Therefore, there are 11 features that are strongly correlated with SalePrice.

# Feature to feature relationship

Rather than plotting all of the numerical features using seasborn (which is very time consuming and difficult to interpret), explore whether some variables have relationships with each other:

In [None]:
corr  = df_num.drop("SalePrice", axis = 1).corr() ## drop SalePrice bc we already explored this above

plt.figure(figsize = (12, 10))

sns.heatmap(
    corr[
        (corr >= 0.5) | (corr <= -0.4) ## only plot these correlations
    ],
    cmap = "viridis", ## color list 
    vmax = 1.0, ## value to anchor color map
    linewidths = 0.1, 
    annot = True, ## If True, write the data value in each cell
    annot_kws = {"size": 8}, ## value mapping
    square = True ## If True, set the Axes aspect to “equal” so each cell will be square-shaped.
);

# Q -> Q (Quantitative to Quantitative relationship)

Examine the quantitative features of our dataframe and how they relate to the `SalePrice`.

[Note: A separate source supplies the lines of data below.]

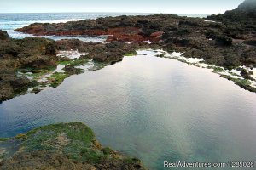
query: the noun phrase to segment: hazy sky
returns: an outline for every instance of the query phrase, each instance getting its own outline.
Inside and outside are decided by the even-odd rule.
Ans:
[[[243,0],[0,0],[0,13],[136,12],[218,14]]]

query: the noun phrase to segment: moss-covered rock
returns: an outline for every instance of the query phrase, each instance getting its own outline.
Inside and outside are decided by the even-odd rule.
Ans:
[[[15,140],[17,151],[4,156],[1,169],[144,169],[138,159],[102,147],[80,122],[48,125],[2,143]]]

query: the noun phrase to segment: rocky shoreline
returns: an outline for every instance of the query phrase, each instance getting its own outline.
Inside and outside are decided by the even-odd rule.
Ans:
[[[56,88],[70,75],[113,65],[142,48],[181,53],[183,57],[201,59],[218,67],[215,71],[236,71],[233,76],[238,78],[221,76],[256,92],[255,4],[255,1],[246,0],[236,9],[206,19],[173,14],[118,16],[34,23],[16,30],[37,36],[108,35],[104,43],[39,37],[17,40],[1,31],[0,102],[27,91],[38,93],[45,87]],[[78,57],[70,59],[63,53],[74,53]]]
[[[140,160],[96,141],[81,122],[59,123],[0,139],[0,169],[143,170]]]

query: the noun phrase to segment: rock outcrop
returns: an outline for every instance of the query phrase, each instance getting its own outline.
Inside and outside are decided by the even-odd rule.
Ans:
[[[59,24],[35,23],[17,31],[34,35],[110,35],[107,42],[151,41],[168,51],[203,58],[209,64],[225,68],[243,65],[255,67],[254,13],[244,12],[252,3],[254,5],[255,1],[245,1],[237,9],[207,19],[172,14],[119,16]],[[239,17],[230,14],[233,13]]]
[[[80,122],[49,125],[2,140],[0,169],[145,169],[138,159],[102,147],[92,130]],[[15,153],[6,145],[15,148]]]
[[[0,35],[3,31],[0,31]],[[20,69],[31,71],[47,70],[57,65],[56,42],[44,38],[8,38],[0,36],[0,102],[26,93],[34,82],[19,76]]]

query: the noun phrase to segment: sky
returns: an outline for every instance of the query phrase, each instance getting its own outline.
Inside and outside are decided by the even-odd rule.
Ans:
[[[243,0],[1,0],[0,13],[122,12],[211,14]]]

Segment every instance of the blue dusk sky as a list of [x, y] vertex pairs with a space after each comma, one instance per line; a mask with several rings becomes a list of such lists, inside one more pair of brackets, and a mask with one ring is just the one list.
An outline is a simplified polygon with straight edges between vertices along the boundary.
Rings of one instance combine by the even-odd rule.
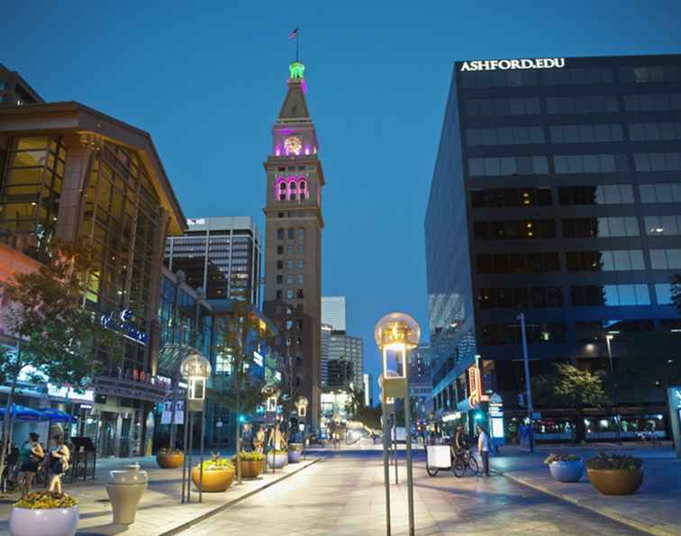
[[327, 180], [322, 292], [347, 296], [374, 382], [383, 314], [406, 312], [428, 337], [423, 216], [453, 62], [681, 51], [677, 0], [5, 0], [2, 11], [0, 63], [48, 101], [149, 131], [187, 217], [251, 215], [261, 230], [262, 162], [299, 25]]

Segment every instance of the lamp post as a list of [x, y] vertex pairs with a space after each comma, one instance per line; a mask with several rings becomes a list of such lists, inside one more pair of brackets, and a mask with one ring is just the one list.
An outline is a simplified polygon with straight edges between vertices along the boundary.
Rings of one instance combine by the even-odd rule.
[[[201, 454], [199, 458], [199, 503], [204, 498], [204, 428], [205, 417], [205, 384], [211, 377], [211, 364], [204, 356], [198, 353], [188, 355], [180, 365], [180, 374], [186, 380], [186, 402], [185, 404], [187, 419], [185, 421], [185, 445], [189, 436], [189, 448], [185, 456], [182, 467], [182, 502], [191, 503], [192, 482], [192, 443], [194, 442], [194, 413], [200, 413], [201, 417]], [[187, 477], [188, 473], [188, 477]], [[185, 479], [186, 482], [186, 497], [185, 496]]]
[[[406, 472], [407, 500], [409, 514], [409, 534], [414, 534], [413, 521], [413, 477], [412, 474], [412, 408], [409, 401], [409, 373], [407, 367], [407, 350], [416, 348], [421, 337], [421, 328], [413, 318], [404, 313], [391, 313], [381, 318], [376, 324], [374, 338], [382, 352], [382, 393], [383, 421], [386, 426], [388, 414], [387, 398], [403, 398], [404, 400], [404, 429], [406, 431]], [[397, 365], [391, 368], [395, 359]], [[389, 438], [384, 432], [384, 473], [386, 478], [386, 533], [390, 534], [390, 488], [387, 449]]]

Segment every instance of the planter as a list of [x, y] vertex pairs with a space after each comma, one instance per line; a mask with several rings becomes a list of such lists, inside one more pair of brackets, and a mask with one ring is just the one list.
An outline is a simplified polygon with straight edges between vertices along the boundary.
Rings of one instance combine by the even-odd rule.
[[643, 469], [586, 469], [591, 485], [605, 495], [631, 495], [643, 483]]
[[[241, 466], [242, 478], [257, 478], [262, 472], [263, 462], [265, 460], [241, 459], [239, 463]], [[205, 473], [204, 473], [205, 478]]]
[[288, 454], [286, 452], [277, 452], [268, 454], [268, 466], [275, 469], [280, 469], [288, 463]]
[[162, 469], [177, 469], [182, 467], [182, 462], [184, 461], [184, 452], [159, 452], [156, 455], [156, 463]]
[[302, 456], [303, 456], [303, 443], [289, 443], [288, 445], [289, 463], [298, 463]]
[[554, 461], [549, 465], [551, 477], [558, 482], [579, 482], [584, 475], [584, 462]]
[[[199, 468], [192, 469], [192, 482], [198, 489], [199, 486]], [[225, 468], [221, 469], [204, 469], [204, 491], [218, 492], [226, 491], [232, 486], [234, 479], [234, 468]]]
[[78, 507], [13, 508], [9, 525], [12, 536], [73, 536], [78, 526]]

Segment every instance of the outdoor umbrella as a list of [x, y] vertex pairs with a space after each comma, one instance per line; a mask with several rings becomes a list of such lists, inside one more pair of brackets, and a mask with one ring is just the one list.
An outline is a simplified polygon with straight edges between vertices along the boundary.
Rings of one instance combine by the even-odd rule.
[[[0, 408], [0, 421], [5, 420], [5, 413], [6, 408]], [[10, 417], [13, 421], [18, 421], [20, 422], [28, 422], [33, 421], [41, 421], [42, 415], [41, 412], [26, 407], [25, 405], [19, 405], [18, 404], [13, 404], [10, 408]]]
[[42, 421], [50, 421], [50, 422], [76, 422], [76, 417], [52, 407], [41, 410], [41, 413]]

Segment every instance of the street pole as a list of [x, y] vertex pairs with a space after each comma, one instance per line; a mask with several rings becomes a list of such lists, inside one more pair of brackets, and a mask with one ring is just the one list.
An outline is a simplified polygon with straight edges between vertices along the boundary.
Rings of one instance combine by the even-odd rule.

Separate the categorical from quantitative features (refer to the following data dictionary: "C:\Users\stephanie.langeland\OneDrive - Slalom\Misc\Personal\Coding Reference Files\Python\a_beginners_guide_to_python\data_info\data_description.txt"):

In [None]:
quantitative_features_list = [
    'LotFrontage', 
    'LotArea', 
    'MasVnrArea', 
    'BsmtFinSF1', 
    'BsmtFinSF2', 
    'TotalBsmtSF', 
    '1stFlrSF',
    '2ndFlrSF', 
    'LowQualFinSF', 
    'GrLivArea', 
    'BsmtFullBath', 
    'BsmtHalfBath', 
    'FullBath', 
    'HalfBath',
    'BedroomAbvGr', 
    'KitchenAbvGr', 
    'TotRmsAbvGrd', 
    'Fireplaces', 
    'GarageCars', 
    'GarageArea', 
    'WoodDeckSF', 
    'OpenPorchSF', 
    'EnclosedPorch', 
    '3SsnPorch', 
    'ScreenPorch', 
    'PoolArea', 
    'MiscVal', 
    'SalePrice'
]


df_quantitative_values = df[quantitative_features_list] ## subset this list of columns

df_quantitative_values.head()

Look at the strongly correlated features:

In [None]:
features_to_analyse = [
    x for x in quantitative_features_list if x in golden_features_list ## extract variables in both lists
]


features_to_analyse.append("SalePrice") ## add this variable name to the list we created

features_to_analyse

Distribution of `features_to_analyse`:

In [None]:
fig, ax = plt.subplots(
    round(
        len(features_to_analyse) / 3
    ),
    3,
    figsize = (18,12)
) ## this creates the blank plots with just the grey background 


for i, ax in enumerate(fig.axes):
    if i < len(features_to_analyse) - 1:
        sns.regplot(
            x = features_to_analyse[i],
            y = "SalePrice",
            data = df[features_to_analyse],
            ax = ax
        ) ## for each variable in features_to_analyse, plot it against SalePrice

# C -> Q (Categorical to Quantitative relationship)

Subset the categorical variables --> just remove quantitative_features_list and irrelevant non-numerical features from our entire dataframe:

In [None]:
## remove columns from df that are included in quantitative_features_list:
categorical_features = [
    a for a in quantitative_features_list[:-1] + ## need to keep SalePrice which is the last column
    df.columns.tolist() if ( ## tolist() converts the array into a list.
        a not in quantitative_features_list[:-1] ## if columns in df are not in quantitative_features_list
    ) or (
        a not in df.columns.tolist()  ## or in df
    )
] 


df_categ = df[categorical_features]

df_categ.head()

In [None]:
## remove non-numerical features:
df_not_num = df_categ.select_dtypes(include = ['O'])


print(
    "There are {} non-numerical features:\n{}".format(
        len(df_not_num.columns),
        df_not_num.columns.tolist()
    )
)

Plot some categorical features:

In [None]:
plt.figure(figsize = (10, 6))

ax = sns.boxplot(
    x = "BsmtExposure",
    y = "SalePrice",
    data = df_categ
)


plt.setp(
    ax.artists, 
    alpha = 0.5,
    linewidth = 2, 
    edgecolor = "k"
)


plt.xticks(rotation = 45)

In [None]:
plt.figure(figsize = (12, 6 ))

ax = sns.boxplot(
    x = "SaleCondition",
    y = "SalePrice",
    data = df_categ
)

plt.setp(
    ax.artists,
    alpha = 0.5,
    linewidth = 2,
    edgecolor = "k"
)

plt.xticks(rotation = 45)

Distributions of Categorical Features:

In [None]:
fig, axes = plt.subplots(
    round(
        len(df_not_num.columns) / 3
    ), 
    3,
    figsize = (12, 30)
)


for i, ax in enumerate(fig.axes):
    if i < len(df_not_num.columns):
        ax.set_xticklabels(
            ax.xaxis.get_majorticklabels(),
            rotation = 45
        )
        
        sns.countplot(
            x = df_not_num.columns[i],
            alpha = 0.7,
            data = df_not_num,
            ax = ax
        )